1914, and the capital’s zappy new electric trains were emblematic of a whole nation’s dizzying voyage through modernity. This exhibition demonstrates that the capitalist boom which birthed competing omnibus and railway franchises (and with them some pretty dubious marketing, like the Underground’s posters boasting the network’s ‘temperate’ summer temperatures) was the selfsame destabilising boom which precipitated global conflict.
This, as we are often told, was the first mechanised war. The transport firms would drive the British effort in more ways than one. Dissatisfied with the recruitment methods of Kitchener et al., Frank Pick, the Underground’s PR man of his day, rolled out his own posters exhorting ‘slackers’ to go and attend ‘England vs Germany’ in much the same way he would publicise London’s football matches.

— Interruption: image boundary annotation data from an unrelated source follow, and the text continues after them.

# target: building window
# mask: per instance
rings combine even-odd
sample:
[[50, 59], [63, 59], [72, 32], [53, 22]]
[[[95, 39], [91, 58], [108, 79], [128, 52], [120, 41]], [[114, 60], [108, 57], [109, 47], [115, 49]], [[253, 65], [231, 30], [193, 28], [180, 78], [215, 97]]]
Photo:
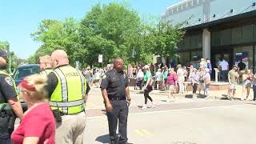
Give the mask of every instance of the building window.
[[254, 26], [242, 27], [242, 42], [250, 42], [254, 40]]
[[186, 63], [187, 63], [188, 62], [190, 62], [190, 52], [180, 52], [178, 54], [178, 55], [180, 56], [178, 60], [179, 60], [179, 63], [182, 65], [185, 65]]
[[235, 27], [231, 30], [231, 41], [232, 44], [238, 44], [241, 42], [242, 39], [242, 29], [241, 27]]
[[192, 61], [198, 61], [202, 58], [202, 50], [194, 50], [191, 51], [191, 60]]
[[253, 70], [253, 46], [235, 47], [234, 49], [234, 62], [237, 64], [238, 60], [242, 60], [246, 64], [246, 69]]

The city became the army’s engine-shed: we’re shown amazing pictures of fusiliers awaiting a train at Waterloo, and of a frantic, bus-clogged Piccadilly Circus roundabout looking all of a sudden like the country’s very command centre. For the government had a plan to enlist vehicles as well as men, and in total over a thousand B-type buses were sent trenchward; whereupon they shuttled soldiers to the frontline or were variously converted into turrets, ambulances, or homing pigeon lofts. With them went the very few men who knew their way around a two-foot steering wheel: cabbies, truckers, and – as one veteran recalled – ‘even a tram driver, with a hazy idea of driving’.
Many of these drivers did not have a return journey – and although commemorated today, theirs is a story often untold. But it’s compellingly told here. We witness humorous photos of buses’ destination signs overpainted to read ‘Berlin’, and a particularly thrilling anecdote from one William Mahoney, who relives the most unorthodox of MOTs: tuning up a knackered B-type while under enemy shell fire.
The museum also diligently explores the role new transport played at home. Mid-Suffragette movement, women were offered a degree of empowerment as ‘conductorettes’ on the buses as home. Six women applied for each of the 3,500 jobs going. Business was thriving on the Underground — now promoting itself as ‘bomb-proof’ – and the new Maida Vale station was entirely female-staffed.
Contemporary reports prove that women excelled in these roles. They were always deemed ‘substitutes’, however, and when the War was over, it was back to timetable. Britain had entered the Great War with a Great Unrest, and exited it with rationing and social deprivation; as for the women, they wouldn’t work on the buses again until the World War Two. Like the LCOG’s posters promising luxurious single-person buses, there were certain tantalising visions of progress and futurity that were as far away as the proverbial Tipperary. This exhibition demonstrates there’s no better vehicle for exploring the revolutions and disillusions than transport.
Goodbye Piccadilly: From Home Front to Western Front runs until 8 March 2015 at the London Transport Museum, Covent Garden, London, WC2E 7BB. Entrance fee included in the general admission charge: £15 adults, £11.50 concessions, free for under-17s. The exhibition is complemented with a number of events, and we’d particularly recommend a talk by Jerry White on London and Londoners in the Great War, 3 June, 7pm.